With that said, I have decided on focusing on something I have been putting off making real commitment too for the last several years – sustainability. Sure I have made a few changes here and there but as for constant change and a major shifting of thought I just keep making the excuse that I will start once I get that Earth home/passive home/solar home… that I plan on obtaining in the next few years.  It’s been two years since we started planning for a sustaining/low imprint/off the grid as much as possible home and while we are closer to making it a reality, it’s still a ways off.

If you think about it, moving is stressful. There is the packing, the financing, the transfers of kids, schools, activities, utilities, mail, routines, and moving your actual stuff. When it comes to unpacking it can take me over a year to find the right place for everything and even if I do a purge of stuff before moving, there is always a purge after. Knick-knacks don’t work in every house, curtains don’t fit or  go with the design of the architecture and so on. Why would I add to the stress of all that by totally changing what I do and how I do it? Conclusion: It would be healthier for my family, myself, and my environment if I develop new habits RIGHT NOW.

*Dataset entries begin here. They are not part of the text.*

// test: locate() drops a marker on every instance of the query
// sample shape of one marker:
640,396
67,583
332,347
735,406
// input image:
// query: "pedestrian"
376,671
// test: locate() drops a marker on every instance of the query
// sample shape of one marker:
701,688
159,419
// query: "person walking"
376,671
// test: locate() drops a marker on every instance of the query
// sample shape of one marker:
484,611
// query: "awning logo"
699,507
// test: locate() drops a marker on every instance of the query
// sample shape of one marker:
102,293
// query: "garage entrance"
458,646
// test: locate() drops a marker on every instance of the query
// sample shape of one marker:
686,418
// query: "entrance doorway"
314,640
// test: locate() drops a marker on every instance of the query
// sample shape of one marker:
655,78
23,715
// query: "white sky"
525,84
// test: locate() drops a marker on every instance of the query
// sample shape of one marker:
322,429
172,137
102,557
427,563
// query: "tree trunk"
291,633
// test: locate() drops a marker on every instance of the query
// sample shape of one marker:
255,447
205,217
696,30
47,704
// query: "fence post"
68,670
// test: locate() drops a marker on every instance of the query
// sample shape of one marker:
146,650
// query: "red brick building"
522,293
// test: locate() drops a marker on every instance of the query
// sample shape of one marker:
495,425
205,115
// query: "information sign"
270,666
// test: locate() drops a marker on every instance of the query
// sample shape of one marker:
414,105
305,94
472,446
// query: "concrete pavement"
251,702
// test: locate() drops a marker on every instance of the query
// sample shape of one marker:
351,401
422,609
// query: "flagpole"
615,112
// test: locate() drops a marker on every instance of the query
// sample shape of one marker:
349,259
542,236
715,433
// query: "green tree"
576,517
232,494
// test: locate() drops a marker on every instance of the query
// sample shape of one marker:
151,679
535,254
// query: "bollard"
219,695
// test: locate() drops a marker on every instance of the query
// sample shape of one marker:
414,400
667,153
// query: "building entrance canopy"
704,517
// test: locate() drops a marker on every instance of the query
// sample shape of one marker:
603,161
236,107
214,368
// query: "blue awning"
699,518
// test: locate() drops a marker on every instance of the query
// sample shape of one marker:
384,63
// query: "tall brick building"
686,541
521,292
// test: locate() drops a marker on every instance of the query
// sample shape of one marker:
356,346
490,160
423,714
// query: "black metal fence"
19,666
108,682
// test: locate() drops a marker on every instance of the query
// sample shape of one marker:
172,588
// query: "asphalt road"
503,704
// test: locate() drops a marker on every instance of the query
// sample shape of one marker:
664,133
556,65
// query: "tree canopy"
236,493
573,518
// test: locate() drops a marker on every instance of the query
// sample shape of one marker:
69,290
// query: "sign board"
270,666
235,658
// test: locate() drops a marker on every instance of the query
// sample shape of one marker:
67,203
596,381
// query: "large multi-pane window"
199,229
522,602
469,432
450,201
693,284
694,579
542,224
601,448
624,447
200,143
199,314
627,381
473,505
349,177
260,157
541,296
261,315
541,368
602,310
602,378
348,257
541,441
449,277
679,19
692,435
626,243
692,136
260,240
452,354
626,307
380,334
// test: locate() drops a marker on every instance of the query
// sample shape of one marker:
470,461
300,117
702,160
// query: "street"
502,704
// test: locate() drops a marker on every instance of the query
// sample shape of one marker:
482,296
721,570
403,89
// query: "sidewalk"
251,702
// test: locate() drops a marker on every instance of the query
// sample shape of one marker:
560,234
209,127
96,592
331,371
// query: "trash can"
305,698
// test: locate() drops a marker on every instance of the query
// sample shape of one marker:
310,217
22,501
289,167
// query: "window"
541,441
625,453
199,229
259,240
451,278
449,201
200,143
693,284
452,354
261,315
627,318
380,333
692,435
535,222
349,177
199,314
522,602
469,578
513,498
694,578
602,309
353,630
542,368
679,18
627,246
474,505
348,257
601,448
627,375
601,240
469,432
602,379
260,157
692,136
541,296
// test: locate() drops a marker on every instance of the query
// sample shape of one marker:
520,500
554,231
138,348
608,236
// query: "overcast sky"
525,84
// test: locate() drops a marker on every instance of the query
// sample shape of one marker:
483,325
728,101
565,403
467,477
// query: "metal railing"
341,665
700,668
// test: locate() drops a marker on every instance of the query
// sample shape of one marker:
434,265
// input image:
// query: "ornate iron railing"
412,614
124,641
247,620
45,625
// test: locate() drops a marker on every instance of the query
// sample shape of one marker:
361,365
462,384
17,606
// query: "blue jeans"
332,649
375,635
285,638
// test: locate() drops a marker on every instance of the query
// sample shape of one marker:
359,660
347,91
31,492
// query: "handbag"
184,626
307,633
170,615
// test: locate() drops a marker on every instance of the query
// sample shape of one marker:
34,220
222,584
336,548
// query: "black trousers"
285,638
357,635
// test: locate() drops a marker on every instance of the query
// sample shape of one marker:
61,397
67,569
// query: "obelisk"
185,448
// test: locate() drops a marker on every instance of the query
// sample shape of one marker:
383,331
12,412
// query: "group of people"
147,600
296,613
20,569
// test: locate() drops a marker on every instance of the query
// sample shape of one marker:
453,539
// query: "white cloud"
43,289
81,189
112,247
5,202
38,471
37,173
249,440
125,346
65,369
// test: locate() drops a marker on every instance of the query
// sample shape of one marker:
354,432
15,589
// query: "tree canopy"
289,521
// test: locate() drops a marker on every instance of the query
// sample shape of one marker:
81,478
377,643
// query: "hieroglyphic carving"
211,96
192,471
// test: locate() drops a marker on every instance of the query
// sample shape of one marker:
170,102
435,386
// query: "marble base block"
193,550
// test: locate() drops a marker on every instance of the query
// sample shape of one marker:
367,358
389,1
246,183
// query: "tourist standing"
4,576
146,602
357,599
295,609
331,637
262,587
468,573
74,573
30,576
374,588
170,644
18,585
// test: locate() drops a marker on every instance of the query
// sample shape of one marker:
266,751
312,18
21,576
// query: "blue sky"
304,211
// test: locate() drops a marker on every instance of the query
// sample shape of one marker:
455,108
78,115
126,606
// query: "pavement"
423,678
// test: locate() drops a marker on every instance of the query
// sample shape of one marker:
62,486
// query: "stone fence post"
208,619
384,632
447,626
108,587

So here we go, 2009 is my year of sustainability. It’s about finding new and improved ways to do old things. It’s about developing healthy habits that are environmentally friendly, financially friendly, and most importantly self-sustaining. (Let me clarify at least on definition before I get started. When I say local, I mean made or grown as close to my community as possible, not just that the shop that sells it is local.)

Top things on my list are:

  1. Reduce our footprint. This means continuing purging things we don’t need, not buying more cheap crud that will only need to be replaced in a few years because it falls apart, replanting our garden every spring to fill our bellies with fresh veggies and using cloth napkins and towels instead of paper. I think I will find more and more ways to stop using so many disposable things as this becomes more of a habit.
  2. Shopping for food locally. I already hate Wal-Mart, Price Chopper, and Hy-Vee which are the chains that are close to my home. This is going to take research and perhaps some networking with other families and moms but I think once I find one or two locations I will find the people who will know where more are.
  3. Shopping for supplies locally. Again, I hate Wal-Mart and all their stuff is cheap and crummy anyway. This should also help to reduce our waste (smaller footprint!!)  since if we can’t find it locally (at least in a local shop) do we really need it? We probably need less than we think we do.
  4. Just because it is cheap or free DOESN’T mean I should bring it home. There some great sites and some lovely bloggers who tell you all about all the deals of the week, from Walgreen’s to CVS. Included on their lists are how to get products for free plus overages to buy other things. I did this religiously for a few months and ended up wasting 6 precious hours of every Sunday compiling my lists and shopping plus I still have a closet full of toothpaste I bought a year ago. Normally a toothpaste stockpile wouldn’t bother me because it will get used up eventually in a household of six people, but I swear it is the worst toothpaste ever and I had no problem throwing it into a donations collection container. It is better than nothing but I will never pay money for it and my family actually had their dental health decline since using this awful stuff. Now I watch the deals and check the sites and only get the stuff that is worthwhile, even if it means loosing a freebie and the extra overage cash. More is not always better.
  5. Shopping Goodwill more often for the kids clothes (and just not telling them where I got it if I have to). The teens are appalled at the idea of shopping Goodwill for clothing so I will just do it the sneaky way and wash it before I show it to them and not tell them where I got it. I wash all their new clothes before they wear them as it is so no harm no foul. I am already a big fan of thrift shops for my clothing and furniture needs.
  6. Last but not least, personal sustainability. I refuse to let other moms get to me. I don’t fit in with most working moms I know because I am not a convenience person and I sew, knit, approve homeschooling, loathe daycare, don’t care so much about trendy work clothes (and manicures and hairdos and lunches…), popular labels and so on. I don’t fit in with most stay at home moms I know because I work which means I only have limited hours I am available to do things such as after 10pm on weeknights and my weekends are spent running errands. I am getting to the age where approval of my peers really isn’t as important to me as it used to be. I feel well rounded and I am open to improving my personal, wife, and mothering skills on an as needed basis and I would rather spend my energy improving myself and being happy then seeking approval. Who needs that kind of stress anyway? Let’s support each other and celebrate our differences ladies! The Internet has let me find the groups of people I have things in common with (local & distant)  so I can let go of those I don’t.

There is the start of my list, and the start of my year. Wish me luck. Please feel free to share any links or tips you have that might help me acheive my goal!